We recognize that this study has limitations. The statistical power of multivariate analysis is dependent on sample numbers, and there is an increased risk of “over-fitting” or observing false positive results when analyzing high dimensional data with just a few samples (many cytokines, but few samples). Further, cytokine importance values are sensitive to the idiosyncrasies of the particular dataset being studied. Given our dataset of only a few samples, and especially because the data have several variables, i.e., several cytokines, both the accuracies and cytokine importance values should be taken as tentative results, subject to future corroboration or adjustment. Having said that, our analysis and findings do point to several interesting avenues to be explored further.
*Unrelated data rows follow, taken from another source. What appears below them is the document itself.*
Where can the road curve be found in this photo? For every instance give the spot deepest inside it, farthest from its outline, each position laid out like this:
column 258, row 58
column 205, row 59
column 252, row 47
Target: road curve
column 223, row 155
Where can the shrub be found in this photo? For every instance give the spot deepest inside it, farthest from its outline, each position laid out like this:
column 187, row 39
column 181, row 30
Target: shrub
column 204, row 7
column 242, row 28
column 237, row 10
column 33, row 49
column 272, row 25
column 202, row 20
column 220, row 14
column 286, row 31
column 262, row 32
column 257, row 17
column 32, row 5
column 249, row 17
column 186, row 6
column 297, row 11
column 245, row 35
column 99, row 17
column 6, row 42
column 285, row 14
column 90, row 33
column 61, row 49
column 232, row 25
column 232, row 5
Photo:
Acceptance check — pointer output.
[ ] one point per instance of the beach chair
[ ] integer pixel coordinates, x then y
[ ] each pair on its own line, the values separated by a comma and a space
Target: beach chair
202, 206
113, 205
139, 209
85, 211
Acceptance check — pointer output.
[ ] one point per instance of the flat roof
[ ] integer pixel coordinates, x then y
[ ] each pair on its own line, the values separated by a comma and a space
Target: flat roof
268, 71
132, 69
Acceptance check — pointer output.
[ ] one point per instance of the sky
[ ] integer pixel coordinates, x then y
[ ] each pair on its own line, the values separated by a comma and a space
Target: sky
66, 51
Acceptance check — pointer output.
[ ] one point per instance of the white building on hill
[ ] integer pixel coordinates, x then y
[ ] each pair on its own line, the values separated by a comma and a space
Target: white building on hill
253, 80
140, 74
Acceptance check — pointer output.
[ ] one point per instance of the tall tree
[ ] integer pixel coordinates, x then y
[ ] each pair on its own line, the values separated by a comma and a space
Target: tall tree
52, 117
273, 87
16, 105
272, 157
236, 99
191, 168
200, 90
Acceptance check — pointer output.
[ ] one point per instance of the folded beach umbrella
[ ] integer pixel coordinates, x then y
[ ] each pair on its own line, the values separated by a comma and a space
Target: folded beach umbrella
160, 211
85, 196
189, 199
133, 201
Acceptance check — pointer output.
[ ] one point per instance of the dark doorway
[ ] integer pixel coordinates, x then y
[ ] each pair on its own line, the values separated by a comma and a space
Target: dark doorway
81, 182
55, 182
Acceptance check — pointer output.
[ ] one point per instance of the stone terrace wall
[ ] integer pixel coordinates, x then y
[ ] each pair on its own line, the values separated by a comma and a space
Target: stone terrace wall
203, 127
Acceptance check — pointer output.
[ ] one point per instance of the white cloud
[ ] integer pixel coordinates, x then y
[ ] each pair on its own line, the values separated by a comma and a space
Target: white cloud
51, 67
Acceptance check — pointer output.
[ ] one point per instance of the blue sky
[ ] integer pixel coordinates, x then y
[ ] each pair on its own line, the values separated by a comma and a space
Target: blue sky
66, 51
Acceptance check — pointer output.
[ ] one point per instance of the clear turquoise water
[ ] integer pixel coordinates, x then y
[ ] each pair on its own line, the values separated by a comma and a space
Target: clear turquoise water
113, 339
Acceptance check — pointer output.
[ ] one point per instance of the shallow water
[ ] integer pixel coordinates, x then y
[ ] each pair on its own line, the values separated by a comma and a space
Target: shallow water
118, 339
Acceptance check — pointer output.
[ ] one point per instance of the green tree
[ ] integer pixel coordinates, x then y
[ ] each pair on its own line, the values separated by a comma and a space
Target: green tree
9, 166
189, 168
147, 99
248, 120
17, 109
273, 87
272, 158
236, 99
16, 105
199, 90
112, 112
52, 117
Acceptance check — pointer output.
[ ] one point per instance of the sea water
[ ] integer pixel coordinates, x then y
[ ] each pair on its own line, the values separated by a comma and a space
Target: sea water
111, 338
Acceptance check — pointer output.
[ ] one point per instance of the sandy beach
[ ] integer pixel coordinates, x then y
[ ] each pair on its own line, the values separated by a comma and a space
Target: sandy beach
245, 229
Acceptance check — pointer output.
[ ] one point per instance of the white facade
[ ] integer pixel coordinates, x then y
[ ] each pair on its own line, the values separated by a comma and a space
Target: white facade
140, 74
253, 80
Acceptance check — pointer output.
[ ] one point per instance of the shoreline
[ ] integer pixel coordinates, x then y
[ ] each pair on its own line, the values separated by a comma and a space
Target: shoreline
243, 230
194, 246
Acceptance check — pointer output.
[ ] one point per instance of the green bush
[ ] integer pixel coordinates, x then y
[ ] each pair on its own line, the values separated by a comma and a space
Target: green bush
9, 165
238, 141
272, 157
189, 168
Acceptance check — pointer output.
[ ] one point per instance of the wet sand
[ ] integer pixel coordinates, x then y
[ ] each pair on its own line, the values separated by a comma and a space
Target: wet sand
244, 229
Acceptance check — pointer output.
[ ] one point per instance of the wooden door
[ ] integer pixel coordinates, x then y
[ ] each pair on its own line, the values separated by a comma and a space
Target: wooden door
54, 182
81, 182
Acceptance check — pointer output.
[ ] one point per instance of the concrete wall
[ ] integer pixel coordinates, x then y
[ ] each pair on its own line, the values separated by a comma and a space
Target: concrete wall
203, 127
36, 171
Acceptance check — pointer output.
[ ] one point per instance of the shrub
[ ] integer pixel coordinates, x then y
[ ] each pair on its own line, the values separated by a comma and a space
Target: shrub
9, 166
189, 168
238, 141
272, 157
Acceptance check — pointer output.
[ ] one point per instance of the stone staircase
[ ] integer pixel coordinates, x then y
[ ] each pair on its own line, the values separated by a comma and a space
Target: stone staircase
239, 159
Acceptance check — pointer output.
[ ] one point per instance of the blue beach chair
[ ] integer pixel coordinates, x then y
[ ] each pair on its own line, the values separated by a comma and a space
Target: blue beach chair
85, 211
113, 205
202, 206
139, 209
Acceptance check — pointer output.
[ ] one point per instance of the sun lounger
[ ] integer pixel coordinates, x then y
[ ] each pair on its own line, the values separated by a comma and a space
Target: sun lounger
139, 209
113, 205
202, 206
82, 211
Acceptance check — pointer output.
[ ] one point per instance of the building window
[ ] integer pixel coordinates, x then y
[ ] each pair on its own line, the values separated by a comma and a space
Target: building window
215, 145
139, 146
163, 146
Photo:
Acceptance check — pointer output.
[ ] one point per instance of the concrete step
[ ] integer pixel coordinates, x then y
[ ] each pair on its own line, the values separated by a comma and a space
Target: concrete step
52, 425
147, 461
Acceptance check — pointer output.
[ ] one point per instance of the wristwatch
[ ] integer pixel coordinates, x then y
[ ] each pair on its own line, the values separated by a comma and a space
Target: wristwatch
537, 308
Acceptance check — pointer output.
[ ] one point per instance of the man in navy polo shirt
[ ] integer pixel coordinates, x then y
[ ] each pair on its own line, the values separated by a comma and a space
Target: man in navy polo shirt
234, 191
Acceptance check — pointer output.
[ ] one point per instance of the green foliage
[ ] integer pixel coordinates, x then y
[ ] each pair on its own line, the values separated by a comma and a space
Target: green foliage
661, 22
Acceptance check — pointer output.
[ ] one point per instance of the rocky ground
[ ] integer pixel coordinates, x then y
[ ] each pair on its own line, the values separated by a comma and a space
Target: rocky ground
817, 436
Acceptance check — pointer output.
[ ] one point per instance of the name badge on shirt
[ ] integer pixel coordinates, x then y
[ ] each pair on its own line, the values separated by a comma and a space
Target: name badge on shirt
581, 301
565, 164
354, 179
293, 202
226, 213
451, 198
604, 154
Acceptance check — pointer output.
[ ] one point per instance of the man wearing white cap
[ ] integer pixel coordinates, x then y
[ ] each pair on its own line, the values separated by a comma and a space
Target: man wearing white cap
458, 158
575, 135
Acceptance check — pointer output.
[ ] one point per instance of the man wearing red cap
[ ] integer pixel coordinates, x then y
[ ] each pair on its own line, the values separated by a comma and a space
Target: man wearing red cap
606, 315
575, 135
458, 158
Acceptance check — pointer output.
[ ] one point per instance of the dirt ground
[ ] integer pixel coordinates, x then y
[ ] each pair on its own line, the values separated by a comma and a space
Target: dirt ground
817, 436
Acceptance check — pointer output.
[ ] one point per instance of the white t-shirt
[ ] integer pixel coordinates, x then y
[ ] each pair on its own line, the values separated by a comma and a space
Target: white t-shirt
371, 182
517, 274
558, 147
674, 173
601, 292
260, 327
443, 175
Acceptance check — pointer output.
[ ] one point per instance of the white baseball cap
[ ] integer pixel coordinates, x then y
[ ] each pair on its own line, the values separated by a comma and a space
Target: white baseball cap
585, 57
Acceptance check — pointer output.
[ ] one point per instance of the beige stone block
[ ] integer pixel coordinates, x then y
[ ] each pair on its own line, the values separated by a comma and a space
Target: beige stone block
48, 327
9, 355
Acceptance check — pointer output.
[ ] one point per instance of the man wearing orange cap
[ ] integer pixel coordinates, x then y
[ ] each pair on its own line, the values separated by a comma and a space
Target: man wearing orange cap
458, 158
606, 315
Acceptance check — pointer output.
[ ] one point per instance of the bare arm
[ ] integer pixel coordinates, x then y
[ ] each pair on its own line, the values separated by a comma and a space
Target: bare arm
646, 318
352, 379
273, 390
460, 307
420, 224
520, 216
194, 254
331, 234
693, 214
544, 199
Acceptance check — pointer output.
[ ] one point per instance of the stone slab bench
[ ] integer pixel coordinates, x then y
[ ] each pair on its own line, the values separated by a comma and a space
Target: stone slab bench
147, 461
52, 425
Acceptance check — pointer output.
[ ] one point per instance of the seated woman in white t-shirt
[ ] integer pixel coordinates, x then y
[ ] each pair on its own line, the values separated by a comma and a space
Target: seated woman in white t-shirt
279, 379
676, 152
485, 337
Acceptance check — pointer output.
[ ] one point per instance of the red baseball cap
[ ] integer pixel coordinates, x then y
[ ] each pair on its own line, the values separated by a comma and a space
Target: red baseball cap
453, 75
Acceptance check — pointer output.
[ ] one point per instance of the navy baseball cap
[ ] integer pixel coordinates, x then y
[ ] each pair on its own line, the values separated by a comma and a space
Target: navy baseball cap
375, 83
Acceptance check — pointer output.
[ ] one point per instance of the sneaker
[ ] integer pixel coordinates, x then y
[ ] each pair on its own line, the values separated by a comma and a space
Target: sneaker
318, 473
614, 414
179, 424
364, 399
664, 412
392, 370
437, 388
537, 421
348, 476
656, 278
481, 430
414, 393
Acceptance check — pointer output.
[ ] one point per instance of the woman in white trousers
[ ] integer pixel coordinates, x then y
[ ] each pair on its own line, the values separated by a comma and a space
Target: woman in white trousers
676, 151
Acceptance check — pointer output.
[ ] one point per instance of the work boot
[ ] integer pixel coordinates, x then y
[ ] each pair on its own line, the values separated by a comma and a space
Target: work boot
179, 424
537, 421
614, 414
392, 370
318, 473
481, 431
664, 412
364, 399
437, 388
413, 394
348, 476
Multivariate cytokine analysis and cytokine ratios may well prove to be valuable in devising strategies for immunomodulatory intervention in rheumatoid arthritis. It would be interesting to develop a multivariate model to predict changes in cytokine balance and to evaluate the progression of patient disease status accordingly. The accuracy of such a model would certainly imply the use of extensive data at different stages of RA disease.

In conclusion, compared to normal healthy females, RA patients had cytokine levels, ratios, and production patterns that are markedly different in mitogen-stimulated PBMC cultures than those seen in plasma. Our data further suggest that it would be sensible to explore ratios of pro- to anti-inflammatory cytokines produced by mitogen-stimulated PBMC, and to use multivariate cytokine patterns and algorithms for better prediction of RA disease.